In Michael Connelly’s fifth installment in the Ballard and Bosch series, Renée is wearing an LAPD badge once again and has been given carte blanche to set up a new Open-Unsolved unit. Empowered to handpick her new team, she assembles a small group of investigators before reaching out to her first choice: Harry Bosch.

Bosch accepts her offer because it will give him another chance at a case that has haunted him over the years—the Gallagher Family murders. Certain that a man named Finbar McShane was responsible, Bosch had worked the case relentlessly without finding the evidence that would convict his suspect. Now, it would seem, he’ll have another chance.

Can Bosch, notoriously difficult to manage, play by Ballard’s rules as she juggles the political balls that go along with her new responsibilities? Can he work as a team member, pitching in on various open-unsolved cases, while still pursuing leads on the Gallagher Family investigation?

Michael Connelly remains at the top of his game with Desert Star, a haunting and absorbing story that’s simply impossible to put down.

He writes particularly well when dealing with unsolved murders, which bring out the grim determination and doggedness that we’ve grown to love from Bosch over the years.

Connelly’s choice of the desert star flower as the primary symbolic image of the novel is also compelling. Standing at the dump site in the desert where the family was buried, Bosch encounters a deputy from the county sheriff’s office who also worked on the case.

Plucking one of the flowers dotting the area, the deputy says, “‘Hard to believe something so beautiful can exist in this place. . . . And people say there is no God. You ask me, there’s God right there.’”

Perhaps feeling his age, Bosch nods. “He wasn’t convinced that it was God on earth, but he liked that.”

Also striking is Connelly’s presentation of the shelves of murder books Ballard has brought in to the new location of her unit:

Bosch “stepped into the aisle and walked slowly past the books, running the fingers of his left hand along the plastic bindings as he passed. Each one the story of a murder left unsolved. This was hallowed ground to Bosch. The library of lost souls.”

In other ways, though, Connelly seems a little tentative.
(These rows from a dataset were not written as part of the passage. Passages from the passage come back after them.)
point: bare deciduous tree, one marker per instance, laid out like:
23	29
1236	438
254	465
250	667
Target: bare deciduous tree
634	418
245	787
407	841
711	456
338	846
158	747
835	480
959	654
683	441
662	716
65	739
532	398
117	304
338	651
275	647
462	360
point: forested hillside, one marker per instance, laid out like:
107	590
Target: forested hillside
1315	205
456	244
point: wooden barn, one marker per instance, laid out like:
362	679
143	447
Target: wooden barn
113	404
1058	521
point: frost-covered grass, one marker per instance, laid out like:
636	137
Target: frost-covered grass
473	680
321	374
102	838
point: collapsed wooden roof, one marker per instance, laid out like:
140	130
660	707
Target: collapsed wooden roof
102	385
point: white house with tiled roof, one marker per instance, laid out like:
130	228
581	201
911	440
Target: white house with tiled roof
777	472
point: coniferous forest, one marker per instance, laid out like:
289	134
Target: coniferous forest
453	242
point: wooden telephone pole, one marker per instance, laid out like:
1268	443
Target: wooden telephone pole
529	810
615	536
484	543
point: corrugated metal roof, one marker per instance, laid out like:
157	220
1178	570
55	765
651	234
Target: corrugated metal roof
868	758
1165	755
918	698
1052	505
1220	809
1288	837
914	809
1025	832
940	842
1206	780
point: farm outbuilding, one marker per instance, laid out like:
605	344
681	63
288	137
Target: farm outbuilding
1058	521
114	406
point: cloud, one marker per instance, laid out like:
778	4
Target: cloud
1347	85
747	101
Renée Ballard is a bit of a hard sell as a supervisor, making up arbitrary rules to assert her newfound authority and generally behaving out of character.

As well, while Ballard has no choice but to give Bosch his usual long leash as they repair their damaged relationship, the games she plays with him behind the backs of the other team members in order to permit him to break her new rules are inconsistent and troublesome, at odds with her desire to become a professional team leader.
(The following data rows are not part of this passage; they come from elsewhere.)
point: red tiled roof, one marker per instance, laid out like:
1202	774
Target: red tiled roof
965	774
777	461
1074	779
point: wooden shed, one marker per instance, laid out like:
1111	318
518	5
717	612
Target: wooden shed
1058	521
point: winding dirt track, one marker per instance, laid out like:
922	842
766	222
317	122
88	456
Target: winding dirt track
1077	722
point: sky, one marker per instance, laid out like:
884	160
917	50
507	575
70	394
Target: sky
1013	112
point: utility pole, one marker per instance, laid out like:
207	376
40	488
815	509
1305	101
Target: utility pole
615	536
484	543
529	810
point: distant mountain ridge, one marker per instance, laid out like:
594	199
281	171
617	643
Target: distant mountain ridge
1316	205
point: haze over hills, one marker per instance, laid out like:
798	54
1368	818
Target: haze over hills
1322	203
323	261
As far as secondary characters are concerned, Connelly makes an excellent decision to include Colleen Hatteras in the unit. Brought in as a civilian with expertise in investigative genetic genealogy (IGG), Hatteras represents an innovative new technique in murder investigation that recently became famous when it brought about the arrest of the notorious Golden State Killer.

However, when he lumps psychic empathy into her character, he confuses the situation. The most we get out of Hatteras from this point on is the resistance of conventional police detectives to that sort of thing. As a result, the entire subject of IGG and the role it can play in future investigations is buried as Hatteras is marginalized by Bosch and Ballard for her touchy-feely creepiness.

Desert Star is a terrific read, exactly what we’ve come to expect from Michael Connelly. Where will he take us from here? Has Harry Bosch finally run the course, and will the future solely belong to Renée Ballard?

His millions of fans can’t wait to find out.